Poker domain seizures involved complex criminal activity specifically targeted at the United States.
Yesterday the online gambling world was rocked by the seizure of five poker domain names used by three large online poker companies.
The domain names were seized by the FBI from PokerStars, Full Tilt Poker, and Absolute Poker. According to Compete.com, FullTiltPoker.com gets around 1 million unique visitors a month.
Some people are drawing references to the Kentucky gambling domain seizures and recent seizures from ICE Homeland Security Investigations.
I think drawing parallels here is a mistake. This case is completely different.
At issue isn’t that these companies operated online businesses outside the U.S. that are illegal in the U.S. It’s more than that. The government alleges that the companies:
1. Tricked banks into processing gambling payment transactions by making them think they were e-commerce payments for other goods
2. Invested in struggling banks to get them to illegally process gambling payments
Indeed, if you run an online gambling site and didn’t do any of the above, the U.S. government isn’t targeting you nor your domain names. Even if they are on .com, which is managed by the U.S.-based registry VeriSign.
Should the domain names that were used to run a criminal enterprise specifically targeting the U.S. have been seized? Well, if you get caught bringing drugs into the U.S. on a boat, both your drugs and the boat used to commit the crime will be seized.
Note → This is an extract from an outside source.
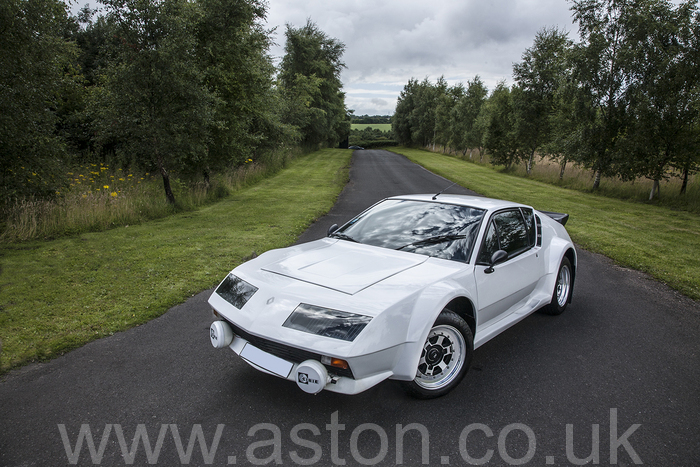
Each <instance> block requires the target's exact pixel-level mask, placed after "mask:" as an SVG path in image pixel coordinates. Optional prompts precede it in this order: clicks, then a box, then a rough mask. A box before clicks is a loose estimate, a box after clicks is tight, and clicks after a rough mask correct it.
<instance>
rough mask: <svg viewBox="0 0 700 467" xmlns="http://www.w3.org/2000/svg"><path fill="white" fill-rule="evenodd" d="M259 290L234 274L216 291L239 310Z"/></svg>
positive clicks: (249, 299) (224, 282) (250, 284)
mask: <svg viewBox="0 0 700 467" xmlns="http://www.w3.org/2000/svg"><path fill="white" fill-rule="evenodd" d="M257 291H258V288H257V287H255V286H254V285H251V284H249V283H247V282H246V281H244V280H243V279H241V278H240V277H236V276H234V275H233V274H229V275H228V276H226V279H224V281H223V282H222V283H221V285H219V287H218V288H217V289H216V293H217V295H219V296H220V297H221V298H223V299H224V300H226V301H227V302H229V303H230V304H231V305H233V306H235V307H236V308H238V309H239V310H240V309H241V308H243V305H245V304H246V302H248V300H250V297H252V296H253V294H254V293H255V292H257Z"/></svg>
Now let’s switch gears to another question: if you’re running a questionable site should you go with a country code domain name with a different jurisdiction?
Well, is what you’re doing legal in the country that the ccTLD belongs to?
For example, you don’t want to run a porn or gambling site on a UAE domain.
Also ask yourself if the country is stable and if it has a history of not changing its domain name policies on a whim.
It’s also worth noting that a number of ccTLDs are managed by registries based in the United States. It might be harder to avoid jurisdiction than you think.